Lesetja Kganyago, Governor, Reserve Bank of South Africa

South Africa’s current account deficit expanded in the third quarter of 2016 as weak international demand caused the country’s exports to decline, the Reserve Bank of South Africa said in a report released on Friday.

The current account deficit rose to 4.1 per cent of GDP (or 176 billion rand) in Q3 2016, compared to 2.9 per cent of GDP or (123 billion rand) recorded in the preceding quarter.

“The surplus on the trade account of the balance of payments switched into a small deficit in the third quarter of 2016 in response to weaker international demand for domestically produced goods,” the central bank said. “In addition to a contraction in export volumes, export earnings were also affected by the strengthening in the exchange value of the rand which more than offset the benefit arising from higher international commodity prices.”

The value of merchandise exports fell by 7.2 per cent in the third quarter of 2016 as against an increase of 10.6 per cent in the second quarter. The decline was driven by decreases in the export value of mining products – especially base metals, articles of base metals, precious stones, and platinum group metals. Manufactured products also contributed to drag down total export value due to declines in exports of vehicles and transport equipment, machinery and electrical equipment, and prepared foodstuffs.

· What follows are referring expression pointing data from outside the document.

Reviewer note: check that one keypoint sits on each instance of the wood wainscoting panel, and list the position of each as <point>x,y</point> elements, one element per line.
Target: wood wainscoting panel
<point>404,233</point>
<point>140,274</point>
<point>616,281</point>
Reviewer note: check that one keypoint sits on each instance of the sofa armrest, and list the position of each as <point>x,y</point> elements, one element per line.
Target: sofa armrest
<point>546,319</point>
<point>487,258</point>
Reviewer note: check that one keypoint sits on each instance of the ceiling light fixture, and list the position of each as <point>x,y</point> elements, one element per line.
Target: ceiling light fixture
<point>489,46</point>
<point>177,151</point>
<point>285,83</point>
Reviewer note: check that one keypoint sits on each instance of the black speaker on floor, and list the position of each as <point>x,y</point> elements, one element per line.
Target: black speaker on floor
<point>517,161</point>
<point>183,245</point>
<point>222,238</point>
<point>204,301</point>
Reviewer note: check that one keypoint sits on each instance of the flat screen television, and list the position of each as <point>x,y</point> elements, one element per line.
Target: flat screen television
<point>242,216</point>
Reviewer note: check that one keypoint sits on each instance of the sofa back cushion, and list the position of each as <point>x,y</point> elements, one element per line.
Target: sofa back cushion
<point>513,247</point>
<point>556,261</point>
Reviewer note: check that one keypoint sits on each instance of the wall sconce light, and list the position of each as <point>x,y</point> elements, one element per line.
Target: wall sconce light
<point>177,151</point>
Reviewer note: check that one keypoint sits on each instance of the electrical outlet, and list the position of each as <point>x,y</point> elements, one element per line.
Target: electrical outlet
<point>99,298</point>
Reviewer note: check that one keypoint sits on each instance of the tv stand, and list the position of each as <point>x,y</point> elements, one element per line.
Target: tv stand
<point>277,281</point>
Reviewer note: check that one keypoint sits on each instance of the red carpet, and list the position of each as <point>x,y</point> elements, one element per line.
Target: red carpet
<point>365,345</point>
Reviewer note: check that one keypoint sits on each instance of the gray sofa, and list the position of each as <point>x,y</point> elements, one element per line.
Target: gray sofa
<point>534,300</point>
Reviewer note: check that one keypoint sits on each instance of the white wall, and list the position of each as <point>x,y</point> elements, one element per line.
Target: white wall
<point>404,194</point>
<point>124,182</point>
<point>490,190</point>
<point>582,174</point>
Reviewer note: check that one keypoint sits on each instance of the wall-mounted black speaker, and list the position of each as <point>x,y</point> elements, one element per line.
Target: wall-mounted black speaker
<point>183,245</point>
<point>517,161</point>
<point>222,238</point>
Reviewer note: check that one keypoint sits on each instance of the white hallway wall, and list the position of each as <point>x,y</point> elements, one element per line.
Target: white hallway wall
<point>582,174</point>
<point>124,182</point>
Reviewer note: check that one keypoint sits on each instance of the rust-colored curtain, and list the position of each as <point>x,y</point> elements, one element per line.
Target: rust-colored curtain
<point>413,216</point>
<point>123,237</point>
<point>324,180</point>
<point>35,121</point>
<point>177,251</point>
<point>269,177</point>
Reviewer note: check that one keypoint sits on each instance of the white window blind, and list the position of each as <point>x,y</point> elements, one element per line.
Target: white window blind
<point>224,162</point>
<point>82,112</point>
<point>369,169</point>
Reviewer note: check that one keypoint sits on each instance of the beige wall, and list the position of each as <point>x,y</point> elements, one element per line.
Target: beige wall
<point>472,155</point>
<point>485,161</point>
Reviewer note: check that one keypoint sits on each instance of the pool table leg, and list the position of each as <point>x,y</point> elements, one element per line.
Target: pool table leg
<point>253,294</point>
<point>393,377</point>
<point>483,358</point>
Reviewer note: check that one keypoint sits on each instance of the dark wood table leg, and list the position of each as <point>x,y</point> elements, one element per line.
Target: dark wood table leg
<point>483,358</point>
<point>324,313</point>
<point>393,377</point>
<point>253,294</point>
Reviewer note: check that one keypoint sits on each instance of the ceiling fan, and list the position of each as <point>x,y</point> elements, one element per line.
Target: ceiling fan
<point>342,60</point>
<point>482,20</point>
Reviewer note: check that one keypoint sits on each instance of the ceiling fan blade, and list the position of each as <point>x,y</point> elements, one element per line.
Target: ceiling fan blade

“The export of 15 locally manufactured railway coaches to a neighbouring country was insufficient to counter the decline in the total value of exported vehicles and transport equipment over the period,” the apex bank said.

As for merchandise imports, its total value contracted by 3.2 per cent in the third quarter on account of weak domestic demand compared to a growth of 1.3 per cent in the second quarter.

“A decrease in the value of manufactured imports was only partly neutralised by increases in the value of mining and agricultural imports over the period,” the central bank said. “In the category for manufactured imports, pronounced decreases were noted in the value of imported machinery and electrical equipment, vehicles and transport equipment, chemical products as well as textiles and textile articles.”

South Africa’s flagging economy has led to heightened fears that the country’s credit rating might be downgraded by ratings agencies to junk status. The prolonged political uncertainty – caused mainly by corruption scandals in President Jacob Zuma’s government – has further dampened investor sentiment in Africa’s most industrialized country.